You have to stop thinking of yourself as some kind of mistake. You have a purpose. You matter. Your feelings and opinions are valid.

Getting abandoned doesn’t mean you’re a screwup. You only have power over yourself. You can’t control what other people choose to do or how they choose to treat you. Leaving was their decision — and it might have had less to do with you than you think. They might have left because of separate issues they were dealing with in private or because of baggage they’re still trying to learn how to cope with on their own. Chances are, you didn’t do anything wrong. You didn’t chase them away. You didn’t screw up. They did.

You have to stop assuming every bad thing that happens to you is your own fault. And you have to stop assuming little mistakes are the end of the world.
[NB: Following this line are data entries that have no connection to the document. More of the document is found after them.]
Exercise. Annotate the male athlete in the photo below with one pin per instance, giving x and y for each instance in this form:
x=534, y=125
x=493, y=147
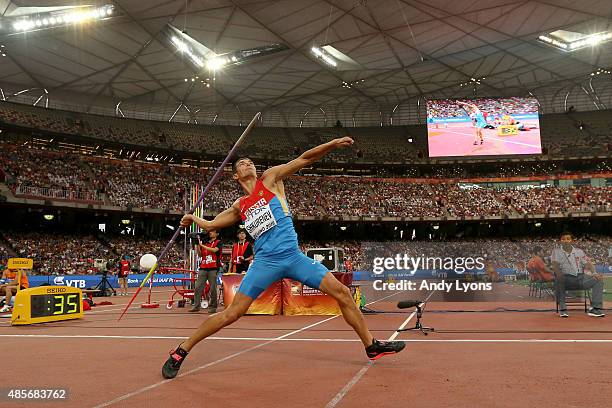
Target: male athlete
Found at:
x=266, y=217
x=479, y=120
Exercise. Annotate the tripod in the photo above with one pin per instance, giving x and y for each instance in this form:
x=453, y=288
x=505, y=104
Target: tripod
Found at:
x=104, y=286
x=418, y=326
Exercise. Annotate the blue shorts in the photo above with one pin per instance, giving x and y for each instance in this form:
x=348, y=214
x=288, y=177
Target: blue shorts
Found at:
x=265, y=270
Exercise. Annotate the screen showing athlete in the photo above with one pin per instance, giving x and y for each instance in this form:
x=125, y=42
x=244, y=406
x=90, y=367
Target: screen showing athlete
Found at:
x=478, y=120
x=265, y=213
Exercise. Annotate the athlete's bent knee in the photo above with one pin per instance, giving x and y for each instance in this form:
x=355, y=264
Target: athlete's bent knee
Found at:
x=343, y=295
x=231, y=315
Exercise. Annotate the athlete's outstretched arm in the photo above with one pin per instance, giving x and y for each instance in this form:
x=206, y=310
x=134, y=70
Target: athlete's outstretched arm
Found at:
x=225, y=219
x=308, y=157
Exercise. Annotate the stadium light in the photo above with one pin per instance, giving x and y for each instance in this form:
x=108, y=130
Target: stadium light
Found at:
x=51, y=19
x=569, y=41
x=324, y=56
x=201, y=56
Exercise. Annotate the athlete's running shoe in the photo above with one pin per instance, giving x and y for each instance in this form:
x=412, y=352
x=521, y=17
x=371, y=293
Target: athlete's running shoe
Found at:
x=173, y=364
x=380, y=348
x=595, y=312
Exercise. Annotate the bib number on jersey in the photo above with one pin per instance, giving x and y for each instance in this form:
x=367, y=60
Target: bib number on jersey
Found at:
x=259, y=221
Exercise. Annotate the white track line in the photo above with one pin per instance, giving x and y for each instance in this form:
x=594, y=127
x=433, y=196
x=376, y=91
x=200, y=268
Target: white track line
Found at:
x=119, y=337
x=494, y=138
x=157, y=384
x=345, y=390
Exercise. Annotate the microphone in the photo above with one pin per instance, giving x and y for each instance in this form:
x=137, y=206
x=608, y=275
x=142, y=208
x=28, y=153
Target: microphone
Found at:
x=405, y=304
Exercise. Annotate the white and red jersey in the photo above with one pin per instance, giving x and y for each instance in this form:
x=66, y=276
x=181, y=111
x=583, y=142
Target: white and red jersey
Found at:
x=211, y=260
x=125, y=268
x=267, y=219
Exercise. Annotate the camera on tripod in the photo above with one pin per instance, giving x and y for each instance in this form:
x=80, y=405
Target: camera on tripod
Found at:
x=195, y=237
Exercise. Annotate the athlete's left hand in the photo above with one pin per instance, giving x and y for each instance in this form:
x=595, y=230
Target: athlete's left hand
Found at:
x=344, y=141
x=187, y=220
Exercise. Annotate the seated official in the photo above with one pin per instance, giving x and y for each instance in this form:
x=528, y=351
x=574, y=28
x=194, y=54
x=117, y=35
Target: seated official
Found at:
x=537, y=268
x=574, y=271
x=10, y=288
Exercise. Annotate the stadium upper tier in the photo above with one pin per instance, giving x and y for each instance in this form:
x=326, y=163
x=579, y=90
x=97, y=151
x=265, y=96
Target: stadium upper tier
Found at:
x=125, y=184
x=572, y=134
x=74, y=253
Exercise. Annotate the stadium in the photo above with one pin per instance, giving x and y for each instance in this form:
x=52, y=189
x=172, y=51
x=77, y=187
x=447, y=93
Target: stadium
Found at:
x=246, y=194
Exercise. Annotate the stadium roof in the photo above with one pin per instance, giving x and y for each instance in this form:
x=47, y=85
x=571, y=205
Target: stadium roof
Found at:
x=405, y=52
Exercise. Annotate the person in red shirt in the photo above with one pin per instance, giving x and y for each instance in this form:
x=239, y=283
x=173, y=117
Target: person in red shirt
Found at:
x=242, y=254
x=122, y=275
x=10, y=288
x=210, y=264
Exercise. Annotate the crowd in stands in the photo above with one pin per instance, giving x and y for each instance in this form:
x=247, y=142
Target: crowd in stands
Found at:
x=58, y=254
x=160, y=186
x=497, y=252
x=69, y=254
x=36, y=168
x=449, y=108
x=571, y=134
x=62, y=254
x=135, y=247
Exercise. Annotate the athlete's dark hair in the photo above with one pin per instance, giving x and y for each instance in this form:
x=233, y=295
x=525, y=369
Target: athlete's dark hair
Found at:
x=236, y=163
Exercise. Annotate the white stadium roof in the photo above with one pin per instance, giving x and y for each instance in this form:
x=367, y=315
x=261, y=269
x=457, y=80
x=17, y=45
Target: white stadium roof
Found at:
x=399, y=53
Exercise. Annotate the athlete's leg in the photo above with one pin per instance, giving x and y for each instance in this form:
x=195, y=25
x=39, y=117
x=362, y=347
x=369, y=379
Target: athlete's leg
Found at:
x=216, y=322
x=315, y=275
x=351, y=313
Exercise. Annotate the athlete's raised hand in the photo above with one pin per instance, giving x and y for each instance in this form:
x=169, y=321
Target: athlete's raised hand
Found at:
x=344, y=141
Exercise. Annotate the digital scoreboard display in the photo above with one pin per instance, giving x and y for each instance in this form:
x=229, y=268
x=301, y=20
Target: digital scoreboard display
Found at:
x=53, y=305
x=483, y=127
x=44, y=304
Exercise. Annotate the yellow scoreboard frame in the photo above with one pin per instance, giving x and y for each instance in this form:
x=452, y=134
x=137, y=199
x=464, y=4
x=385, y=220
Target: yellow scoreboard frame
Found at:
x=47, y=304
x=43, y=303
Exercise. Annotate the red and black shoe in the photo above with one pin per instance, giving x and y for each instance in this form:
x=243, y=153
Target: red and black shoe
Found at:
x=173, y=364
x=380, y=348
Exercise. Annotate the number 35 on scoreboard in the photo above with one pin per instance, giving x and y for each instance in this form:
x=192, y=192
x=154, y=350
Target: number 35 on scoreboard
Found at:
x=47, y=304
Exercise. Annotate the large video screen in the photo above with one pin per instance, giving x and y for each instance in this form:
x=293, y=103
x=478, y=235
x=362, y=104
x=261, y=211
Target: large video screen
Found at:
x=483, y=127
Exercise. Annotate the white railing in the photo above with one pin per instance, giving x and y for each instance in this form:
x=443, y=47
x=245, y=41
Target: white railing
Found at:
x=58, y=193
Failing once or twice or three times doesn’t mean you’re a screwup. It doesn’t mean you should give up on yourself. It doesn’t mean you’re talentless, worthless, an embarrassment. Even the most successful, wealthy, well-known people in this world have failed more times than they can count. You shouldn’t feel bad about messing up along your journey. Most of the time, mistakes mean you’re growing. They mean you’re taking risks.

It’s dangerous to consider failure a bad thing because failure is a part of life. You’re going to get turned down at job interviews. You’re going to get your heart broken in relationships. Just like you’re going to spill water on yourself — but that doesn’t mean you’ll never drink water again. You have to stop using your failure as an excuse to stop trying. You should use it as a lesson, as a teaching tool.

Remember, you’re your own worst enemy. The nastiest things you’ll ever hear about yourself will come from within your own mind — which is why you need to retrain the way you think. Learn to love and appreciate yourself.

Of course, that isn’t going to happen overnight. Spending a day at a spa or saying positive affirmations into the mirror isn’t going to reverse years and years of self-hatred — but it’s a starting point. It’s better than nothing.

You have to start treating yourself with more respect. Stop talking to yourself like a screwup and you’ll stop feeling like a screwup.

It’s okay to have insecurities, everyone does, but it’s not okay to obsess over them. You might feel like you can’t get anything right. You might feel like every time you try to help, you end up making things worse. You might feel like no one wants you around, no one appreciates you, no one really cares. But no matter how many things go wrong around you or how many mistakes you make yourself, you are not a screwup. You are not as bad as you’ve been convincing yourself.